Bitcoin uses a proof-of-work (PoW) mechanism that requires Bitcoin miners to use large amounts of electricity and computing power to solve complex math problems. Bitcoin miners help verify transactions and keep the Bitcoin network running, and they have a chance to win new Bitcoin in the process. However, the energy usage is only increasing as the remaining unmined supply of Bitcoin decreases and solving the math problems becomes more difficult.
As of March 2022, New York State’s Environmental Conservation Committee is proposing a two-year moratorium on PoW mining for all types of crypto.
Smaller jurisdictions have also had mining-related laws. For example, Plattsburgh, New York, had a moratorium on mining from March 2018 to February 2019. And in 2021, Missoula County, Montana, passed zoning regulations for crypto mining operations, along with a requirement for the operations to mitigate adverse impacts related to energy consumption, noise pollution, and disposing of electronic waste.

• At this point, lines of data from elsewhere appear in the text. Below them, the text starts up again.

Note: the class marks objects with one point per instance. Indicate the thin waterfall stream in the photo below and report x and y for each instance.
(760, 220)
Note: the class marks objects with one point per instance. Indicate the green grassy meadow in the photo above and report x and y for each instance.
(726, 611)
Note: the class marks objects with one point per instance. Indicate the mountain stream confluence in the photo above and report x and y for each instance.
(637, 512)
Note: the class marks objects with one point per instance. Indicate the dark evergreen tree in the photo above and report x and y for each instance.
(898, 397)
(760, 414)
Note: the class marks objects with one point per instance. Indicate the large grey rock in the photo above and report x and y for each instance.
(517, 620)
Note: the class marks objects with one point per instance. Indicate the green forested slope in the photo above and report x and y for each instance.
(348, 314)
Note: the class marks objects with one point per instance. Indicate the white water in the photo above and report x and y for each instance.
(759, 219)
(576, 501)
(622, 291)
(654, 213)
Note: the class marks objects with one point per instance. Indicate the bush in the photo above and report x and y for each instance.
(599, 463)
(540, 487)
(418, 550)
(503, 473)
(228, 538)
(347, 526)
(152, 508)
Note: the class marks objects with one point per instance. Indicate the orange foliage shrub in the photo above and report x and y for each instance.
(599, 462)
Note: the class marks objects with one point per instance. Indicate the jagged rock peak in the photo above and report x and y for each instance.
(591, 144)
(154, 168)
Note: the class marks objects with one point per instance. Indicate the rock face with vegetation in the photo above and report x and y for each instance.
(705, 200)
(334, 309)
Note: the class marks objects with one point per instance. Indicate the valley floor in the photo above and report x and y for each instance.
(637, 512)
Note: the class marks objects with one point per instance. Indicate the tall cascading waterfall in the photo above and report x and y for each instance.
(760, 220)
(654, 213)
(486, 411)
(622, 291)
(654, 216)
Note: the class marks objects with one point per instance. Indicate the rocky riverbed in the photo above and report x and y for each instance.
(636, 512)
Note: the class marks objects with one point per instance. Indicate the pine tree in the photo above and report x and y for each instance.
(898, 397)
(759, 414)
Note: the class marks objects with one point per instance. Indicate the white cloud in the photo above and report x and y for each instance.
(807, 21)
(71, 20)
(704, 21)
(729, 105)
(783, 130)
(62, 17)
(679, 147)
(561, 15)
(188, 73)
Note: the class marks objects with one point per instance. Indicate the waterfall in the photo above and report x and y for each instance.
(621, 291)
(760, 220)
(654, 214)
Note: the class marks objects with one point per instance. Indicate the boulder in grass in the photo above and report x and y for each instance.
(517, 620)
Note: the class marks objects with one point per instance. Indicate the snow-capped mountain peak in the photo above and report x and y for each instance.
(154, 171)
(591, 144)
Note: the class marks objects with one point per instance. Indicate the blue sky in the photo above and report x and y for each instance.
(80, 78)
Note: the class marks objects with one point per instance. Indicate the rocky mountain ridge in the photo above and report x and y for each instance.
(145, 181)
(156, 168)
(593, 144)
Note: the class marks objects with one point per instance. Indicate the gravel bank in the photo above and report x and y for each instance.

Bitcoin isn’t unique with its PoW approach, but there are other cryptos that use an alternative proof-of-stake (PoS) approach that requires much less energy. A few cryptos, such as Algorand, even make a point of offsetting their carbon footprint.
Bitcoin regulation across the world
Outside the U.S., the legality and regulations vary widely. In September 2021, El Salvador became the first country to officially declare Bitcoin legal tender—the government even gave everyone about $30 worth of Bitcoin to kick things off. On the other end of the spectrum, some countries ban Bitcoin and other cryptos altogether.
These regulations frequently change, but the Law Library of Congress released an update to its Regulation of Cryptocurrency Around the World report in November 2021. The report states that nine jurisdictions have absolute bans, and 42 have an implicit ban—an increase from eight and 15, respectively, in 2018.
The nine jurisdictions that have an absolute ban on cryptos are:
- Algeria
- Bangladesh
- China
- Egypt
- Iraq
- Morocco
- Oman
- Qatar
- Tunisia
Beyond the absolute or implicit bans, the report also highlights jurisdictions that have specific tax, anti-money laundering (AML), and combating of financing of terrorism (CFT) laws related to cryptos. The report found that 103 countries have either tax or AML/CFT crypto laws, and most of those have both types of laws. This is an increase from 33 jurisdictions in 2018.
The bottom line
The crypto industry is constantly changing, and regulators are working hard to figure out what they want to do and how they’ll regulate Bitcoin and other crypto-related assets, platforms, and transactions. Within the U.S., buying and selling Bitcoin is legal in every state, and Bitcoin mining is almost always legal for individuals. Organizations can also legally buy, sell, trade, hold, and mine Bitcoin, but they may have to comply with additional local, state, or federal regulations.